Он перечислил имена колхозников-патриотов: один пожертвовал сто тысяч, другой перекрыл его, внес наличными сто пять тысяч рублей, а такой-то отдал полтораста тысяч.
— Не дам, все равно не дам, — упрямо шептал Андрей, с неприязнью косясь на соблазнителя. — Тебе, краснобаю, легко турусы-то на колесах подпускать. А у меня, может, свои заветные гусли-мысли. Я, может, хочу благодетелем своему колхозу быть. И буду! — продолжал злобиться старый Андрей, однако в его мужицкой душе уже закрутились какие-то добрые колесики.

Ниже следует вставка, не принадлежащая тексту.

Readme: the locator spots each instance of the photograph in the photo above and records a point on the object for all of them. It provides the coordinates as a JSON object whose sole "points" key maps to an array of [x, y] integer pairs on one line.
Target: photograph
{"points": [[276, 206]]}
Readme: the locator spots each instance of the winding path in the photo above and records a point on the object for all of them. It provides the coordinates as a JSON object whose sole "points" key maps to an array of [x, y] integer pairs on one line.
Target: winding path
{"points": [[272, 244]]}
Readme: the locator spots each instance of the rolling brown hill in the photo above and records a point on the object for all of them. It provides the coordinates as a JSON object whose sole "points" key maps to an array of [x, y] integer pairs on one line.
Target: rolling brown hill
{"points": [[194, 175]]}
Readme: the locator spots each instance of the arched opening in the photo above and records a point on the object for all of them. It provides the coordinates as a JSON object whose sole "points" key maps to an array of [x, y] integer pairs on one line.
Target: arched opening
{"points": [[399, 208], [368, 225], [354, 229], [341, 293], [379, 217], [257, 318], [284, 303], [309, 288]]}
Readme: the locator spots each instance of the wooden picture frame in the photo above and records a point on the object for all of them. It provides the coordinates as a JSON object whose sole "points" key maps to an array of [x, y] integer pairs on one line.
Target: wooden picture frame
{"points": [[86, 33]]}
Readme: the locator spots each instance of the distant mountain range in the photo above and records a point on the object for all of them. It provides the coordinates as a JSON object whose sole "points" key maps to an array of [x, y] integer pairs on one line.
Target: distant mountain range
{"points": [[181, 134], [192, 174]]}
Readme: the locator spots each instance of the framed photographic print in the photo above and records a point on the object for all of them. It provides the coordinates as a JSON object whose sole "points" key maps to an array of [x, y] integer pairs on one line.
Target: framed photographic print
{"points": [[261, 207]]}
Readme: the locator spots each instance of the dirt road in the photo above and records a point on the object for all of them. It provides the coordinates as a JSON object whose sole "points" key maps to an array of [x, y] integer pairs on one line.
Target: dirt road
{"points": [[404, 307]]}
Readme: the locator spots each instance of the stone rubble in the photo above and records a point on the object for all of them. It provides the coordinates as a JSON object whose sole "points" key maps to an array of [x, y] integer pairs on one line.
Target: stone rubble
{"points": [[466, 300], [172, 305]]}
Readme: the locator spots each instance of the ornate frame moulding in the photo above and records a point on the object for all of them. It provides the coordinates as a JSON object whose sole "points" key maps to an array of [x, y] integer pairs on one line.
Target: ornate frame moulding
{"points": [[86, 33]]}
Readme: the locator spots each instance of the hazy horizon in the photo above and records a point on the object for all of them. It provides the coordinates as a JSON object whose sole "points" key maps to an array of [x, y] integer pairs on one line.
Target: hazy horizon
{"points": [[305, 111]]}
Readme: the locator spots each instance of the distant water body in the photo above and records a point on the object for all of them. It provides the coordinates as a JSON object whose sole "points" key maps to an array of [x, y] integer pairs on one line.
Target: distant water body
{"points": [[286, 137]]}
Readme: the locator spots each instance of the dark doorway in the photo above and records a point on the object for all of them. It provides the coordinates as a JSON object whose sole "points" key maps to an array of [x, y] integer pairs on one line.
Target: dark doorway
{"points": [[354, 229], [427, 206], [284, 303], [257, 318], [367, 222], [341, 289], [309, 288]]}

Домой пришел он придирчивый, угрюмый, домашние страшились к нему и подступиться. Поужинав, обругал старуху, поддел ногой кота… Лег спать, но не спалось. Одолевали мысли. Они текли то плавно, то как бурная речонка по камням, то вспархивали и, словно птицы, улетали. Тогда в голове и на сердце деда становилось пусто, он лежал с открытыми глазами, ему было все противно, кряхтел, постанывал, начинала ныть поясница, как зубная боль. А в уши чей-то голос, может, голос совести, назойливо шептал: «Наипаче своего душевного покоя люби родину, жертвуй для родины всем состоянием своим и даже своей жизнью». Дед отмахивался, перевертывался на бок, крепко смежал истомленные глаза, но душевного успокоения не наступало.